Fondazione Modena Arti Visive is delighted to present The Mental Traveller, the first large-scale exhibition of works by Jon Rafman to be shown in an Italian contemporary art institution. Curated by Diana Baldon and presented by Fondazione Fotografia Modena and the Galleria Civica di Modena, the exhibition will open at the Palazzina dei Giardini on Friday 14 September 2018, to coincide with this year’s festivalfilosofia, the theme of which is truth.
The exhibition brings together a selection of multimedia installations, presented for the first time in Italy, tracing the arc of the Canadian artist’s practice from 2011 to the present. Employing a variety of media – including photography, video, sculpture and installation – Rafman explores how reality and simulation have become increasingly homogenized in contemporary society in artworks that blur the boundaries between the virtual and the tangible, between physical bodies and technological replicas.
Born in 1981 in Montreal, where he lives and works, Rafman studied literature and philosophy at McGill University before graduating in film, video and new media from the School of the Art Institute of Chicago. Since his earliest career, Rafman has investigated the ramifications of our reliance on technology on our perceptions of reality. To create Kool-Aid Man (2008–11), Rafman spent three years exploring the virtual-reality platform Second Life, in the guise of the titular avatar, to discover the myriad incarnations of its digital ‘inhabitants’. Rafman neither judges nor criticises his Second Life cohabitants: rather, his intention is to document how technology enables people to create entirely new versions of themselves in fantastical environments, giving them the freedom to invent new identities and iconographies.

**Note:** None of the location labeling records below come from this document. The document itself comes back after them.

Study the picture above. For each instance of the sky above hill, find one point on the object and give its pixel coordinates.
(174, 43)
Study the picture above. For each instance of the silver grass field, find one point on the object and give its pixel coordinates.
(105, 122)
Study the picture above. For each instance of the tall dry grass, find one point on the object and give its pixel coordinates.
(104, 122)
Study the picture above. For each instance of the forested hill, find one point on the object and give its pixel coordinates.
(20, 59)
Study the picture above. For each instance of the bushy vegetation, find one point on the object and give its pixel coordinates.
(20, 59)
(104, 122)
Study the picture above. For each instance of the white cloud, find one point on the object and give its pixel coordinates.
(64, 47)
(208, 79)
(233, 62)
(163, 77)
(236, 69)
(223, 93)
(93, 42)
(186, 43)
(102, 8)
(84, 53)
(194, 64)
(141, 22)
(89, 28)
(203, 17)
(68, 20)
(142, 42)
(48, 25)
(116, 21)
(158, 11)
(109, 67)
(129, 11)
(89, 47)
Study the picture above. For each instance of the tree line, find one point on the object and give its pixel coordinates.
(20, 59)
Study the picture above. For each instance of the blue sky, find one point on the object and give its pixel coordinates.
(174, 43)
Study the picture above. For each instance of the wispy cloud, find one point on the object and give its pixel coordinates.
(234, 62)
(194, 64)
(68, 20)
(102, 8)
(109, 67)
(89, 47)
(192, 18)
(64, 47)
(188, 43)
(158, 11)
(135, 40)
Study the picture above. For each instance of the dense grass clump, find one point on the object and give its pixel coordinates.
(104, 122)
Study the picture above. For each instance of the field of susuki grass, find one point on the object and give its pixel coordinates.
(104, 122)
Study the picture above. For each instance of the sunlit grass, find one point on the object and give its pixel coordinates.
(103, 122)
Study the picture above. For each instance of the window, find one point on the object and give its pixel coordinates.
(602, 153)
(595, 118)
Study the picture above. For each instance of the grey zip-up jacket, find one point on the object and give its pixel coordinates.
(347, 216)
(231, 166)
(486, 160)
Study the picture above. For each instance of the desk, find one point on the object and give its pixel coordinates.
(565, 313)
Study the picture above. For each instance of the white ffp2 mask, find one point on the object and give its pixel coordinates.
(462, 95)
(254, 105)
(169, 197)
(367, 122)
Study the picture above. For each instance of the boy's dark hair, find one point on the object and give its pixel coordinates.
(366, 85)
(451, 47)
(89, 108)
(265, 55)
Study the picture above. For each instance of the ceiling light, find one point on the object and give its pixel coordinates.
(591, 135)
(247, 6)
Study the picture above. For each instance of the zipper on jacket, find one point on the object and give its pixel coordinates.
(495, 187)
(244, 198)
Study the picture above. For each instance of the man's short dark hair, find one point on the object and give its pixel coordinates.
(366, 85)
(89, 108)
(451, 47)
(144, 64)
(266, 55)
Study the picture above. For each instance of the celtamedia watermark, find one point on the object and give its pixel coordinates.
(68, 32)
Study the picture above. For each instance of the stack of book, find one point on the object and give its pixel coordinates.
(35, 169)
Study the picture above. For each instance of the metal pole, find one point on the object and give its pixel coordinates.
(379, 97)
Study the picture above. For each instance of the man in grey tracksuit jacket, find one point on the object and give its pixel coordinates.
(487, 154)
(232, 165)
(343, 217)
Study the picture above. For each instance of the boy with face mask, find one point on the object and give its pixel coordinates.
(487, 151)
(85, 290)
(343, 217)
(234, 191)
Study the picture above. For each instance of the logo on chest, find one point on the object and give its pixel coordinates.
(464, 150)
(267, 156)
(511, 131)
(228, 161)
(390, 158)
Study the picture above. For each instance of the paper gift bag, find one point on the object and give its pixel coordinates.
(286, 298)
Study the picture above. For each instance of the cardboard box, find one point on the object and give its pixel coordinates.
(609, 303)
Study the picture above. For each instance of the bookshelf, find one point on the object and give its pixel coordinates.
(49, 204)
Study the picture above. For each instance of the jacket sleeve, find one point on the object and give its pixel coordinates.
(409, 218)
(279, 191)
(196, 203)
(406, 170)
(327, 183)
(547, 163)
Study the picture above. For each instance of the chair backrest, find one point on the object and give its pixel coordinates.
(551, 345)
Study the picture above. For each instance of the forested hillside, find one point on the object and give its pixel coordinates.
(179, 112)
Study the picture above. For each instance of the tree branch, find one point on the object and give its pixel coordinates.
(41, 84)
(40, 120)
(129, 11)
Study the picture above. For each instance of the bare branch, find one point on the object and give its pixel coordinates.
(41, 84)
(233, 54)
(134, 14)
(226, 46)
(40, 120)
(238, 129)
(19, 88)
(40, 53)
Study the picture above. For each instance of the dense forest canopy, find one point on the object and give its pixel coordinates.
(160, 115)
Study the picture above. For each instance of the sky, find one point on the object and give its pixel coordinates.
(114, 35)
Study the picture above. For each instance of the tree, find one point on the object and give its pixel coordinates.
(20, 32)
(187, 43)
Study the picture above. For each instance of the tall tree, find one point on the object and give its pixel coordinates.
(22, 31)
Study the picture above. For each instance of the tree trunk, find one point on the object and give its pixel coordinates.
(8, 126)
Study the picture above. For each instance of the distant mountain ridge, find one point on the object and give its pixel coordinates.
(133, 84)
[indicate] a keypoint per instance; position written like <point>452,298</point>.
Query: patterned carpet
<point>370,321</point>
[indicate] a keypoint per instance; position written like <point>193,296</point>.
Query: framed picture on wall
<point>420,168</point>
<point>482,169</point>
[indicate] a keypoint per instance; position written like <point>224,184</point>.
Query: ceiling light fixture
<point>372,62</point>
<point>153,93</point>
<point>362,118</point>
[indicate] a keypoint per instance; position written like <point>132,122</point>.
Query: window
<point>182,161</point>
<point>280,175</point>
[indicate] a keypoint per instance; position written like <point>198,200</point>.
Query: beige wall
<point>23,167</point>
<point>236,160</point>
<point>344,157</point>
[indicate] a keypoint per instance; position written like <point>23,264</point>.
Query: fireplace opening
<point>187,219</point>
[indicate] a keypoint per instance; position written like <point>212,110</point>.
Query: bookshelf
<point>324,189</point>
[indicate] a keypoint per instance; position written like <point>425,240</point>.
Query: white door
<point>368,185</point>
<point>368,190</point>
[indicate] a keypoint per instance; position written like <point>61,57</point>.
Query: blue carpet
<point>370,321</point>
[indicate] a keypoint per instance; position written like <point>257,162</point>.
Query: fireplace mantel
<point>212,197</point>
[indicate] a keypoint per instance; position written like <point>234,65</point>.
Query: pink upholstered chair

Rafman also drew from the Internet and its multiple online communities as archival resources for the three videos comprising his Betamale Trilogy (2013–15) – Still Life (Betamale), Mainsqueeze and Erysichthon – which are among the installations included in this exhibition. As in the novels of Georges Bataille, where the narrative arc implodes in the claustrophobic and catastrophic arena of the writing, this leads to a proliferation of narrative strands and interpretations. Watching the Betamale Trilogy, the viewer feels trapped in a vortex of scenarios that are traumatic yet seductive. Rafman skilfully conveys the ambiguous lure of the Internet, which seemingly promises freedom and the discovery of new worlds, yet, in reality, imprisons you in a space tracked by algorithms and monitored by agencies that process, then sell, your navigational data.
Rafman’s extensive research on both the Internet and the deep web has enabled him to assume the mantle of amateur anthropologist and digital flâneur. He investigates the epistemic collapse in recent years of the distinction between digital and authentic worlds, between reality and its virtual representation. In his videos, a poetic and hypnotic off-screen voice invariably accompanies a sequence of images taken from the Internet, videogames or online chat forums.
Memory figures as a major theme in many works. In A Man Digging (2013), which comprises footage from videogames including Max Payne 3, the main character speaks of the intrinsic mutability of memory and how it allows for the rewriting of individual and collective history. While the narrator nostalgically drifts along in search of his fragmented past, Rafman transports us, via the glinting surfaces of memory, to the furthest reaches of reality. The video Remember Carthage (2013) tells the story of a man who sets sail on a ship bound for Tunisia in search of a mythical city in the Sahara Desert that existed at the same time as Carthage. Despite its legendary status as the ‘Las Vegas of Maghreb’, however, no trace of the city remains. Composed of footage from Second Life and the videogame Uncharted 3, the film again features an off-camera voice detailing the sublime architectural beauty of ancient civilisations. Remember Carthage explores not only memory but the contemporaneity of history, since – thanks to technological developments such as videogames and Second Life – even history can now find a different form and influence.
The video Dream Journal (2016–17) comes from Rafman’s habit of animating his dreams using amateur 3D software, and has a soundtrack composed by James Ferraro and Oneohtrix Point Never, with whom the artist has previously collaborated. Two young female protagonists – a stereotypical millennial and a child warrior – set off on a Dantean journey within a dystopian universe. The narrative interweaves imaginary scenes with characters from classical epic tales to yield a series of darkly surreal incidents: this is Rafman’s unconscious mind, augmented by online surfing, rendered visual.
Greeting visitors at the entrance of the Palazzina is the artist’s latest work, Legendary Reality (2017). In this he leads us on a voyage into ‘inner space’. An anonymous protagonist narrates a journey through what appears to be a sci-fi landscape – although he could just as easily be sitting at a computer screen on which historical depictions have become conflated with virtual experiences.